If your gun is truly a .12 ga and the bores are choked to .690(full) then you are going to have a REAL HARD TIME getting the necessary Heavy Plastic STEEL SHOT cups past the choke. If your gun is in fact .690 all the way then you will never find .14 ga steel shot cups. You only alternative would be to find som Bismuth.If it is a choked .12 you might consider having the bores reamed out some to Mod. instead of full. Then you may be able to get the plastic shot cups loaded. For steel shot you do need the Heavy plastic cups and not the standard cups like Win. AA to protect the bore, unless your bores are chrome lined. Ohh and something else ihaven't seen mentioned here, if you are shooting and only fire 1 shot be sure to take the cap off the nipple of the other barrel before reloading. :thumbsup:
 
I talked to the guy I got the gun from. It is chromed line barrels and he said that it is not choked. That is why I had to ask which wads because the digital caliper I have says it is .69-.70 and can't figure were it would say on the gun.
 
The number under the barrels, 183 is a metric measurment. Converted to inches(183 x .394=) its 72.102 inches, or 72 caliber. Use the 12 gauge wads. Your use of the calipers is faulty, but not uncommon. That is why I suggested you buy the old fashion pincher type calipers. The wads, including the heavy wads for steel shot will be a tight fit, but worth it. simply lubricate the outside of the plastic wads with bore butter, or moose snot, or crisco, and run them in. The hardest part will be getting them into the muzzle. Once they are in they should go down okay.

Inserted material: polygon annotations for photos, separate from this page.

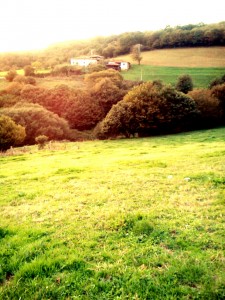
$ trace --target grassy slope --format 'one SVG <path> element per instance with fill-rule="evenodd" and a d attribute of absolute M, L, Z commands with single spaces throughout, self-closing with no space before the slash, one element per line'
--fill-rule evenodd
<path fill-rule="evenodd" d="M 59 147 L 0 157 L 0 299 L 225 296 L 224 128 Z"/>
<path fill-rule="evenodd" d="M 225 47 L 160 49 L 142 52 L 141 63 L 158 67 L 225 68 Z M 116 58 L 131 61 L 130 55 Z"/>
<path fill-rule="evenodd" d="M 132 64 L 123 72 L 128 80 L 162 80 L 175 85 L 180 75 L 189 74 L 195 88 L 207 88 L 225 74 L 225 47 L 161 49 L 142 53 L 141 66 Z M 116 60 L 131 61 L 130 55 Z"/>
<path fill-rule="evenodd" d="M 128 72 L 122 72 L 124 79 L 127 80 L 162 80 L 164 83 L 172 85 L 175 85 L 178 77 L 184 74 L 191 76 L 194 88 L 207 88 L 215 78 L 220 78 L 225 74 L 225 68 L 180 68 L 132 65 L 132 68 Z"/>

Sorry, I don't know what the " ae " stands for.

Wih the chrome lined bores, it should be easy to clean. Just avoid using modern nitric solvents in the bore, and dry the bore after cleaning. Leave it in the white, and don't grease it. The grease will actually help destroy the chrome over time. Left bare in a dry place, the bores will be fine.Do wipe the outside of the barrels off, along with the action, and nipples, clean the flash channels, and oil the nipple threads before puttin them back in the gun. You can use bore butter to seal the exterior of the barrels and other metal parts.
 
Hey Paul,

Thanks for the help. Atleast know I know I can start getting the right parts.